- Decades:: 1960s; 1970s; 1980s; 1990s;
- See also:: Other events of 1988; History of Czechoslovakia; Years in Czechoslovakia;

= 1988 in Czechoslovakia =

Events from the year 1988 in Czechoslovakia. The year saw the candle demonstration in Bratislava.

==Incumbents==
- President: Gustáv Husák.
- Prime Minister:
  - Lubomír Štrougal (until 12 October)
  - Ladislav Adamec (from 12 October)

==Events==
- 25 March – The candle demonstration in Bratislava, led by the Catholic Church requesting religious freedom, is repressed with 190 people arrested.
- 21 August – Large anti-government demonstrations are held in Prague to mark the 20th anniversary of the Warsaw Pact invasion of Czechoslovakia.
- 11 October – A ČSA Tupolev Tu-134A (registration OK-AFB) landed hard at Ruzyne Airport; there were no casualties, but the aircraft was written off and flown to Piešťany where it served as a restaurant.

==Popular culture==
===Film===
- Alice, directed and written by Jan Švankmajer, is released.
- How Poets Are Enjoying Their Lives (Jak básníkům chutná život), directed by Dušan Klein is released.
- The Jester and the Queen (Šašek a královna), directed by Věra Chytilová, is released in English.

===Music===
- The band Půlnoc is formed by members of The Plastic People of the Universe.
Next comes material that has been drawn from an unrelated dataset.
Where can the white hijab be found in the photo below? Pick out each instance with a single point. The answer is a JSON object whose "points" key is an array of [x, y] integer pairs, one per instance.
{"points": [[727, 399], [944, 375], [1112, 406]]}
They perform in New York in July,

==Births==
- 9 December – Veronika Vítková, biathlete, winner of the silver medal at the 2014 Winter Olympics.

==Deaths==
- 3 January – John Dopyera, inventor of the resonator guitar (born 1893).
- 17 April – Daniel Rapant, historian (born 1897).
- 29 April – Jan Kapr, composer (born 1914).
- 21 December – Ján Cikker, composer (born 1911).